No caso do Brasil, destaca-se que, segundo projeção do relatório focus do Banco central, a previsão do dólar é se estabilizar na casa dos 5 reais, no valor de R$5,20, para o ano de 2021. Ademais, com a retoma da economia chinesa, o mercado de petróleo brasileiro se beneficia, em virtude do Brasil ser a 4ª nação em volume de petróleo importado pela China. Isso corresponde a 9% do volume total importado (10,5 mb/d).

O “Novo normal” no mercado de petróleo

Portanto, fica cada vez mais claro para o mercado que, apesar da recuperação dos preços, os patamares não serão retomados como antes das crises. Além disso, o acordo entre os produtores de petróleo do grupo da OPEP foi construído a partir de uma crise de demanda que acarretou um problema de falta de estoque pelo mundo.

Entretanto, existe uma grande probabilidade da lógica de controle de produção chegar ao fim em razão da popular teoria “peak oil” – a qual previa um esgotamento rápido das reservas de petróleo – não estar se confirmando. Atualmente, o que se percebe é que, com advento das novas tecnologias, ocorre o inverso. As reservas de petróleo estão crescendo e a demanda a longo prazo tende a diminuir. Isso acontece em virtude de legislações mais rigorosas sobre a queima de combustíveis fósseis e do barateamento das energias alternativas.

Sendo assim, grandes produtores como Arábia Saudita e Rússia decidiram abandonar a lógica de controle da produção e mudar a sua atuação. Os países passaram a procurar uma participação maior no mercado através de um menor preço com o objetivo de alcançar novos segmentos como os atendidos pelo shale oil americano.

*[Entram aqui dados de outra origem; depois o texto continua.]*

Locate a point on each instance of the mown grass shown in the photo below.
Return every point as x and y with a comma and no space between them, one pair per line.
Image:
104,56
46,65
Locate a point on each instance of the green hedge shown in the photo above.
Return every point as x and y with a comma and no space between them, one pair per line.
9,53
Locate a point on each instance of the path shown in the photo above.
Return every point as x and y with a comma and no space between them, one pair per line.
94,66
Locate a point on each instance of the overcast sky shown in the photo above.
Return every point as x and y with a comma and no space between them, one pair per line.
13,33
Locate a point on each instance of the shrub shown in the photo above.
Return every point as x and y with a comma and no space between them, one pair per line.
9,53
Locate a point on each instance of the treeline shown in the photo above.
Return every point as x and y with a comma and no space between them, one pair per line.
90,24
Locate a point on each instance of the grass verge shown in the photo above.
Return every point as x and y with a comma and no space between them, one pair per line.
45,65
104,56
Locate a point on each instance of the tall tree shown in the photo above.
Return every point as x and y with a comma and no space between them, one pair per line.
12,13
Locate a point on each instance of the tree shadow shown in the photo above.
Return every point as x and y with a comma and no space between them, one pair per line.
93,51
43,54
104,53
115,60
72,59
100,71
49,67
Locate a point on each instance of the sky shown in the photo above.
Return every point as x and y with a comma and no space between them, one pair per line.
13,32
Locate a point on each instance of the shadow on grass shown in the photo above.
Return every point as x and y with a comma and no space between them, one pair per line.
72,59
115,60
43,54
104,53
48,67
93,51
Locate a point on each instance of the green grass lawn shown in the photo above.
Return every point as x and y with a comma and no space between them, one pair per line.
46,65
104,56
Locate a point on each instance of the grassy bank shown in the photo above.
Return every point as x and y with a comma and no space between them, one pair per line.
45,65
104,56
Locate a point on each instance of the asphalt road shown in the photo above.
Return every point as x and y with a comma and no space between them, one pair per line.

Essa prática, adotada por russos e árabes, só é possível devido ao fato de possuírem custos de produção muito abaixo da média do mercado. Para fins de comparação, a empresa Saudi Aramco (estatal árabe) possui um custo de extração por BOE (Barrel of Oil Equivalent) de $2,80 e as russas Rosneft PJSC, Gazprom Neft e Lukoil PJSC possuem um custo de aproximadamente $4,00, enquanto a Petrobras possui um custo de $9,60.

Mudanças no comportamento humano

Porém, além dos impactos vistos nos mercados, constata-se que haverá também mudanças no comportamento da população. Isto, por sua vez, irá repercutir em diversos segmentos, inclusive no de petróleo.

Um dos novos comportamentos humanos que veremos no pós-crise é a insegurança causada pela imprevisibilidade do cenário. Essa desconfiança deverá impactar o consumo de algumas categorias, forçando as pessoas a buscarem um comportamento de maior austeridade nos gastos e análise profunda quanto aos investimentos mais críticos para o futuro.

A Fenabrave (Federação Nacional da Distribuição de Veículos Automotores), por exemplo, registrou uma queda no número de emplacamentos de automóveis de 79,11% entre os meses de março de 2020 e março de 2019.

Outra característica será uma população cada vez mais conectada. Haverá um aumento do tempo e da frequência de uso de meios digitais para realizar atividades que antes eram analógicas como é o caso da ampliação do número de empresas que possibilitam que seus funcionários trabalhem remotamente, aumentando o número de pessoas trabalhando em suas residências. Um dos impactos percebidos, especificamente no mercado de petróleo, foi um aumento expressivo na venda de gás de cozinha (GLP – Gás Liquefeito de Petróleo), sendo que o volume comercializado de GLP P-13 em março de 2020 foi de 872,8 mil m³, configurando um aumento de 14,56% em relação a março de 2019

Em resumo, as companhias precisam criar resiliência e evoluir para que possam sobreviver neste novo contexto. Para tal, destacamos algumas soluções:

Conclusão

Nesse novo cenário, onde as incertezas no mercado são maiores a cada dia, a necessidade de se ter a capacidade de rápida adaptação à mudança se torna vital para as empresas.

Além disso, ressalta-se que a nova lógica do mercado, na qual não haverá um controle na produção, exigirá das companhias projetos com uma maior resiliência financeira e volatilidade do mercado. Portanto, essas alterações destacadas acarretarão uma reformulação em escala global em toda a cadeia de petróleo. Sendo assim, se as empresas não estiverem preparadas, não sobreviverão ao “novo normal” do mercado.